Mahalleyi Cinler Bastı Masalı
Bu gün babam elinde bir karton kutu ile geldi. Kutunun içinde, on tane sarı tüylü civciv vardı. Çok şirin şeylerdi. Bizim köydeki, Gerze tavuğun civcivlerine hiç benzemiyorlardı. Bunların incecik tüyleri, sarı sarıydı. Annem de civcivleri görünce çok sevindi. Hemen bir parça bulgur ıslattı. Bir süre sonra yumuşayan bulgurları, bir gazete kağıdının üstüne yaydı. Götürüp civcivlerin önüne bıraktı. Civcivlerin içlerinde biri vardı ki, biraz daha iriceydi. O hemen bulgur tanelerini kıtlamaya başladı. Öteki civcivler de, ona bakarak aynısını yaptılar.
Artık, sabah akşam civcivlerle ilgilenmeye başladım. Okuldan geldikten sonra, bahçeden gezinen, sekiz beyaz yaratığı izler, onları yanıma çağırır; yem verirdim. Küçükken en iri olanı, arada sırada omzuma uçarak konardı. Omzumda şişinir, çok büyük bir iş başarmış; birinin edasıyla öteki civcivlere bakardı. Kimi zaman da sırayla elime alır, ağzıma aldığım ekmek parçalarını kıtlatırdım. Bir ay sonra sekiz tanesinin erkek olduğu ortaya çıktı. İki tanesini, Gülsüm teyzelerin kedisi kaçırmıştı. Kedi kaçırmasaydı, belki onlar da şimdi burada olurlardı.
Civcivlerimin artık ibikleri, kuyruklarının telekleri, belirginleşmişti. Cinsiyetleri belliydi. Evimizin küçük bahçesindeki ağaçların arasına, babam bir sırık çakmıştı. Ben ağacın dibine oturunca, horozlarım da gelir sırayla sırığın üstüne tünerlerdi.
Her gün eve geldiğimde, tüneğin üstünde bana doğru uçarak, çeşitli hareketler yapıyor, etrafımda döner dururlardı.
Bir gün tanımadığım bir amca, bahçemizin kapısını açıp, içeri girmek istedi. Adamın kapıyı açmasıyla, horozlarımın uçarak adama, saldırmaları bir oldu.
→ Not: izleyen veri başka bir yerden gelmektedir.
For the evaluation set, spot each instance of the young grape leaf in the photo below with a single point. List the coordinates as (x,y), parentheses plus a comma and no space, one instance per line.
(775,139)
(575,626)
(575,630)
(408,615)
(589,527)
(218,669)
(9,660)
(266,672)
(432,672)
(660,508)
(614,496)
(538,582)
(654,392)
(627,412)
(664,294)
Adam neye uğradığını şaşırdı. Gerisin geri bahçe kapısını çekerek, sokakta bağırarak kaçmaya başladı.
“Mahalleyi cinler bastı, “ diye, bas bas bağırıyordu.
Hem kaçıyor, hem de geriye dönüp bizim eve bakıyordu.
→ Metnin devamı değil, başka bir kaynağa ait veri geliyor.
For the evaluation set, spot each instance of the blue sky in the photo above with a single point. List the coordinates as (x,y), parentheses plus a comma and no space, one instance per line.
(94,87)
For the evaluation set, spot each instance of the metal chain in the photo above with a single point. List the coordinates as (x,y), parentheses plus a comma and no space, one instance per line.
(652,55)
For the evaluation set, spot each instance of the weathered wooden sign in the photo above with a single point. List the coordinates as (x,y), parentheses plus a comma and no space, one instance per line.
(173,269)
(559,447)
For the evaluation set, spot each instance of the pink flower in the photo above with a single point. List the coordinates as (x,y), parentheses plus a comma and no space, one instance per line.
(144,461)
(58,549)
Gürültüyle annem çıktı dışarıya. Olanı biteni öğrendikten sonra, gülerek içeri girdi. Gelen adam dilenciymiş. Bahçeye geri döndüğümde, sekizi de sırığın üstünde hazır bekliyorlardı. Beni gördüklerinde boyunlarını ileri uzatarak kimi sesler çıkardılar.
Annem:
“ Ne yaptınız o adama öyle!..” dediğinde, sanki annemin dediklerini anlıyorlardı. Sekizi birden kafalarını yana eğip kanatlarını hafiften oynattılar.
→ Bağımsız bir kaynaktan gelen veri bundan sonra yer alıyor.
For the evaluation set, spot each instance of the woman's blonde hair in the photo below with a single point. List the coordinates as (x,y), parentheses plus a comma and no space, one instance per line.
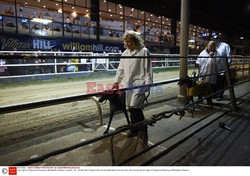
(134,37)
(211,42)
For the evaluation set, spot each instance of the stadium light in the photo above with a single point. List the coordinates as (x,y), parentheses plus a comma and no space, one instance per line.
(39,20)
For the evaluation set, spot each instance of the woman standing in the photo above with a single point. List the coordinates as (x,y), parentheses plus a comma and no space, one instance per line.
(136,72)
(207,64)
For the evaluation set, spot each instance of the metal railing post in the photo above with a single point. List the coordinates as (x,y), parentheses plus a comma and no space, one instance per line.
(229,84)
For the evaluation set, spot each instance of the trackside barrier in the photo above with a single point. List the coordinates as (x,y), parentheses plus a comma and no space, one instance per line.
(153,119)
Annem horozlarımı öyle görünce:
“Bak oğlum hiç aklından çıkarma, evin hayvanları evin insanlarını tanırlar. Yabancıları da daha iyi tanırlar. Eğer eve gelen bir yabancının, kötü niyeti varsa, hayvanlar bunu sezer. Senin horozların adamın kötü niyetli olduğunu sezdikleri için, eve bırakmak istemediler,” diyerek, getirip horozların önüne bir sürü yem serpti. Oysa daha yem zamanı değildi. Eskiden olsaydı hemen üşüşürlerdi yemin üstüne. Nedense bu sefer hiç de acele etmediler. Demek ki henüz acıkmamışlardır , diye, düşündüm... ama annemin:
“De haydin nazlanmayın,” sözüyle kaşla göz arasında, saldırdılar buğday tanelerine...
O günden sonra mahalledeki çocuklar gelip, bizim bahçe kapısını açıp, kafalarını içeriye doğru uzatınca, sekiz horozun sekizi birden, uçarak bahçe duvarına konar, kaçışan çocuklara bakarlardı.